Augustana Campus
- Type: Faculty
- Established: 1910
- Parent institution: University of Alberta
- Dean: John Parkins
- Academic staff: 55
- Students: 1000
- Location: Camrose, Alberta, Canada 53°00′42″N 112°49′27″W﻿ / ﻿53.0116°N 112.8242°W
- Website: www.ualberta.ca/augustana

= University of Alberta Augustana Campus =

Faculty of the University of Alberta

The Augustana Campus is a faculty of the University of Alberta located in Camrose, Alberta, Canada. It was merged into the larger, Edmonton-based university in 2004.

==History==

Augustana has a long history in Alberta, beginning in 1910 as "Camrose Lutheran College". It was merged into the University of Alberta as of July 1, 2004.

==Campus life==
Approximately 1050 students of the University of Alberta study full-time at the Augustana Campus. About half of the students live on campus. The Faculty draws from the surrounding area, (especially rural areas throughout Alberta) from the rest of Canada and elsewhere to make up its student population and staff. About 15% of the student body are International students from a variety of countries around the world.
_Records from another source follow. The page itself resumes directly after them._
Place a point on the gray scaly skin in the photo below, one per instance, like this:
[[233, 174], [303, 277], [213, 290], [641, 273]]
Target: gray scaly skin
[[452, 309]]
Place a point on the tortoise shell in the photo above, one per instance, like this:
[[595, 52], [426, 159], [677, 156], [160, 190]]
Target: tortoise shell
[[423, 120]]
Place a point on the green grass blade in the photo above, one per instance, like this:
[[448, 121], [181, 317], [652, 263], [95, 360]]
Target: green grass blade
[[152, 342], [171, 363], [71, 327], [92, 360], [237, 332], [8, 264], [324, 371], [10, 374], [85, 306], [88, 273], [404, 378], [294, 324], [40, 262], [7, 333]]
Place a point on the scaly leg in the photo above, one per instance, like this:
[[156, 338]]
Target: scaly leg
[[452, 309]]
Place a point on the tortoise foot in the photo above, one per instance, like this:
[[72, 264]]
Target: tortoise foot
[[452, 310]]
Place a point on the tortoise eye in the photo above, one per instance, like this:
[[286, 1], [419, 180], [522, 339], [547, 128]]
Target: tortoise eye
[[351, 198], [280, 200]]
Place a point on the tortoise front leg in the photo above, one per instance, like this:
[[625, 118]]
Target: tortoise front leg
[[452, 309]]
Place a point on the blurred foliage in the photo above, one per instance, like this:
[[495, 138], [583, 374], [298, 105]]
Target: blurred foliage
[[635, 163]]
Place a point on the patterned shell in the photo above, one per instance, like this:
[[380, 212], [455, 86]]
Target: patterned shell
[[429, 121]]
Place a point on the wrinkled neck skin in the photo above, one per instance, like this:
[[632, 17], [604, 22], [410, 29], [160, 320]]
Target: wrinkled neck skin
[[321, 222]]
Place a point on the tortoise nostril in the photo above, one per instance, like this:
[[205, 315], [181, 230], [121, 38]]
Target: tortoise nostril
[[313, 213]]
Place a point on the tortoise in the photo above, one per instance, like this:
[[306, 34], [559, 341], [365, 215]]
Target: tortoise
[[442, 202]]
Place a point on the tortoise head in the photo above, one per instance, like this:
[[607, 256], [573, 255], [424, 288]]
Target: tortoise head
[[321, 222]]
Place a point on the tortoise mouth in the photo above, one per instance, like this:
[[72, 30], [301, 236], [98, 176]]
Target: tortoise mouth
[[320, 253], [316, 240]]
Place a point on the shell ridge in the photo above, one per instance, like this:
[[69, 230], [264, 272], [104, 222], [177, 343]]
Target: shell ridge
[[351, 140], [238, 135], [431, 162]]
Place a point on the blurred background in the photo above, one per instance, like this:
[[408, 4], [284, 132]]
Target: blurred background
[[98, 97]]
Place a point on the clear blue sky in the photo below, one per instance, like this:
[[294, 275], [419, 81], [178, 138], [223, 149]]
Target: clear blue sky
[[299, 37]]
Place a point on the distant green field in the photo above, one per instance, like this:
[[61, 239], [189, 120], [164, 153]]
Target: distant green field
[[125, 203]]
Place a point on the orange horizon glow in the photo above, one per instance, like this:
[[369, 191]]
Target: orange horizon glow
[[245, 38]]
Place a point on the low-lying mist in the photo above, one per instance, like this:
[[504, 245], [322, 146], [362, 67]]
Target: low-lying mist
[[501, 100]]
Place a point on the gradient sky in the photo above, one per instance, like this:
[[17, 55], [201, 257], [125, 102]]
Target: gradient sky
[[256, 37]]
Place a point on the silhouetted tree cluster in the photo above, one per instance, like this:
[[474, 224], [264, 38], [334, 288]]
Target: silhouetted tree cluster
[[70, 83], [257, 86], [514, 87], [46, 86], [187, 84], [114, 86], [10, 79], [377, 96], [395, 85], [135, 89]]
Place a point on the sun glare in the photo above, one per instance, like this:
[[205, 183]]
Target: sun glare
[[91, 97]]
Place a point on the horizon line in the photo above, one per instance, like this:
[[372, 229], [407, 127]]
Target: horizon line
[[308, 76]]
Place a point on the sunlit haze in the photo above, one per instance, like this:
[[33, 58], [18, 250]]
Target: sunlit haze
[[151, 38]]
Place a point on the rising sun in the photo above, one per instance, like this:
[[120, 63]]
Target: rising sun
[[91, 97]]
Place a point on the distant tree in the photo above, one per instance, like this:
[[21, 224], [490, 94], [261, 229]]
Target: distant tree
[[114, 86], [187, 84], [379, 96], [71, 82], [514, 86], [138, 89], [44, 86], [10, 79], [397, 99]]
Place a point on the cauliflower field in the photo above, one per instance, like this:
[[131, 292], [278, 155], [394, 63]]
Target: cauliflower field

The campus has residency options, including a specific building for freshman students. It is located near the middle of campus to new students still learning the layout of the campus and to facilitate building community with their peers. Freshman students are generally expected to live their first year in residence, with the option of continuing in residency or finding their own off-campus accommodations after that. Residency ensures a student not only a room but also three meals a day at the dining hall. Typically students in and beyond their second year may choose to reside close to the main area in a set of buildings commonly referred to as "The Ravine", which sports a central common-area building with cooking and laundry facility known as "The Dish".

The Faculty has three departments: Fine Arts & Humanities, Science, and Social Science. Augustana offers a number of certificates that can be pursued in addition to one's degree, including a Certificate in Community Engagement and Service-Learning, a Certificate in Sustainability, a Certificate in Writing Studies and a psychology Certificate in Community Mental Health. Augustana students benefit from small class size, proximity to the teaching staff, and "a close knit lively campus community". They also benefit from the fact that Augustana offers only undergraduate courses, which means that they have the opportunity to work as Research Assistants for professors over the summer while still in their undergraduate years. Augustana also offers a unique semester system that includes a three-week block and enhances opportunities for students to participate in study abroad, community service learning, research projects, and experiential learning opportunities. In the Fall of 2020, Augustana introduced three new interdisciplinary major programs as well as a project-based core in order to allow students to customize their degree to their own interests while also teaching them the skills needed to excel in any future career path or industry. The interdisciplinary programs are Creativity and Culture (Visual arts, Dramatic arts, English, Modern languages, and Music), Ethics and Global Studies (History, Philosophy, Political Studies, and Religious Studies), and Law, Crime, and Justice Studies (History, Political Studies, Psychology, and Sociology).

Augustana competes predominantly in the Alberta Colleges Athletic Conference and Canadian Colleges Athletic Association as the Augustana Vikings. Team sports include: cross country running, basketball, volleyball, curling, women's soccer, and hockey. The Viking Cup was an annual hockey tournament, hosted by Augustana, which featured teams from North America and Europe; it has since been discontinued.

Augustana holds preview days four times a year, where prospective students are shown a tour of the campus by current students, have a chance to sit in for a class, get help with applying for university, meet professors, and learn about activities the campus provides. Private tours of the campus are also available.

The Augustana Campus Library supports the research needs of approximately 1050 undergraduate liberal arts and sciences students and 75 teaching faculty. It is a wireless hotspot, provides access to over 100 full productivity computer workstations, a variety of student work spaces and group rooms, and the Writing Centre.